Los empresarios catalanes han jugado siempre a la ambigüedad. Muchos de ellos han sido cómplices del nacionalismo. Mientras todo se reducía a gritar que España nos roba y obtener así prebendas y privilegios frente a otras comunidades, estaban de acuerdo y colaboraron con entusiasmo, por la cuenta que les traía. No obstante, se asustaron cuando vieron que el tema iba demasiado lejos, que se rompía la legalidad y ello podía acarrear consecuencias económicas muy graves. Hace tiempo que Sánchez Llibre, mostró ya por dónde iban sus inclinaciones: nada de independencia, pero sí un nuevo estatuto. Insinuó que el problema podría terminar y los secesionistas conformarse si en ese estatuto se reconociese a Cataluña como nación y se dotase a la Generalitat de un sistema de financiación similar al que disfrutan el País Vasco y Navarra.
No tiene nada de extraño que el empresario catalán piense así. Lo que sí parece más raro, si no estuviésemos curados de espanto, es el silencio de las organizaciones sindicales ante un proyecto que va a incrementar más y más las diferencias entre regiones y que, como es lógico, se traducirá en una mayor desigualdad entre los ciudadanos.

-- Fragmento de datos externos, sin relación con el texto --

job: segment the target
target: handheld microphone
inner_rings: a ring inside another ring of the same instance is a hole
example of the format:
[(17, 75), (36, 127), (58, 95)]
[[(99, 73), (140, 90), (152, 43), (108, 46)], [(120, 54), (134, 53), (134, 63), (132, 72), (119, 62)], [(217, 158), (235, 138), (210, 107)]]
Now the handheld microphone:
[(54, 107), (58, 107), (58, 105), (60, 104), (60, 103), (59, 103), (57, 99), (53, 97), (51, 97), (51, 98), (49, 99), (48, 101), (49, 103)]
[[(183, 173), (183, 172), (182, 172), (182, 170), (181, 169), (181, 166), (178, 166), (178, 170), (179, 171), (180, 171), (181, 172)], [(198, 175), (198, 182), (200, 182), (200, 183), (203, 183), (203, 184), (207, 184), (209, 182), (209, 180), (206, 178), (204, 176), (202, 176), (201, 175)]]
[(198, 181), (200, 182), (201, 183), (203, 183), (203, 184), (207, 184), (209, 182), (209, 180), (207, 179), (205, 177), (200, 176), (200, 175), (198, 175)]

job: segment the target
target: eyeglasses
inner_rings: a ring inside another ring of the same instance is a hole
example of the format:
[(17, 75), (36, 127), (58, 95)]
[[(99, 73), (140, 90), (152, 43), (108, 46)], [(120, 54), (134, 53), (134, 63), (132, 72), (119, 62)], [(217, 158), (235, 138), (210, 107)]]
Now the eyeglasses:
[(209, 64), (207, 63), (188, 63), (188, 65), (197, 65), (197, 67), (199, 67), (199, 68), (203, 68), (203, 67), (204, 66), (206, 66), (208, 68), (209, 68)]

Dotar a Cataluña de un sistema de financiación parecido al del País Vasco y Navarra sería catastrófico. Ampliaría las múltiples distorsiones que produce el concierto existente con estas dos últimas autonomías, y cuya legalidad nunca se debería haber introducido en la Constitución. El cupo catalán dañaría gravemente la política redistributiva del Estado en el plano territorial, y se dotaría a los secesionistas de un instrumento esencial, una hacienda pública propia, para aumentar sus probabilidades de éxito en una nueva intentona golpista.